Дети как-то бесшумно, сдержанно, но с интересом, играли
большим синим мячом в вышибалы. Я обратил внимание, что никто не
старался кинуть сильнее и попасть точнее, никто не бегал с
пеной у рта — все словно разыгрывали обыкновенный детский
досуг. Несколько светлых детских голов склонилось над шахматной
доской, пестревшей черным и желтым. Доска с резными фигурами
казалась некой концентрацией, очагом напряжения рассеянных
в скромной палитре этого поля красок.
Кто-то пытался в прохладном безветрии запустить цветастого
воздушного змея.

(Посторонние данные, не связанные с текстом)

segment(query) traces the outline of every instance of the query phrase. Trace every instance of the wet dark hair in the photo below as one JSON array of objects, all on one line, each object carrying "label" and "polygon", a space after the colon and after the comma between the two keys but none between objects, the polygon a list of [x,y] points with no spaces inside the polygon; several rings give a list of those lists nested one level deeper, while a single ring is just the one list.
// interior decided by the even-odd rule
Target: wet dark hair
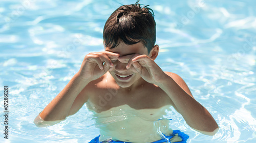
[{"label": "wet dark hair", "polygon": [[104,26],[105,47],[113,48],[122,41],[127,45],[142,42],[148,53],[156,42],[156,22],[148,5],[138,4],[123,5],[110,16]]}]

Это показалось мне перебором, змей не взлетал,
топорно врезаясь в сонную, печальную землю, словно роскошная, но
не проснувшаяся до конца бабочка. Я изредка ловил на себе
цепкие взгляды разукрашенных курящих девиц. Эта жуть
притягивала мое внимание, и я не без страха отводил взгляд от наглых,
густо прокрашенных щелей их бессмысленных глаз. С
преимущественно высветленными волосами, одетые во что-то одинаково
уродливое, девочки странно молчали, пока я проходил мимо,
сверля меня своими глазами, похожими на черные бойницы на
неприятно румяных, пухлых лицах.
Другие девочки продолжали свое начатое еще в электричке отстраненное
чтение, расположившись умиротворенным, самодостаточным
островком возле самого камня. Я мгновенно влюбился в их
тщательно расправленные, застиранные пледы, бережно и будто даже
композиционно разложенные, в их блестящие фольгой и бутылочными
горлышками завтраки, в их вымученные осанки и досадливые
ухмылки, направленные на шумных сверстников. Я представил себе
худого, бледного, словно измученного опиумом Льюиса
Кэролла, сидящего в их молчаливом сообществе. Я невольно
позавидовал количеству любви, которое получил бы апатичный гений,
иронично сталкивающий доверчивых, юных граций в свой ласковый,
иррациональный мирок.
Недалеко от камня зарождался будущий костер. Физрук исступленно
долбил топором по изящной, со светлыми чешуйками полупрозрачной
кожицы, сосне, стоящей на самой опушке. «Почему бы ему не
пойти подальше в лес и не найти какую-нибудь высохшую
рухлядь?» — с тоской подумал я.
Река текла уютным полумесяцем, уходя в коряжистую лесную топь,
омывая симпатичный песчаный островок, добраться до которого можно
было бы, закатав штаны до колен. Мне захотелось на
островок, такой желтый, чистый, не истоптанный. Я снял ботинки,
пошевелив теплыми пальцами ног в воздухе, подставляя свои
нежные, городские пятки слабому весеннему ветерку. Сделал
несколько неуверенных шагов по спящей, ледяной земле, по сухой
траве, оказавшейся на удивление приятной, мягкой на ощупь.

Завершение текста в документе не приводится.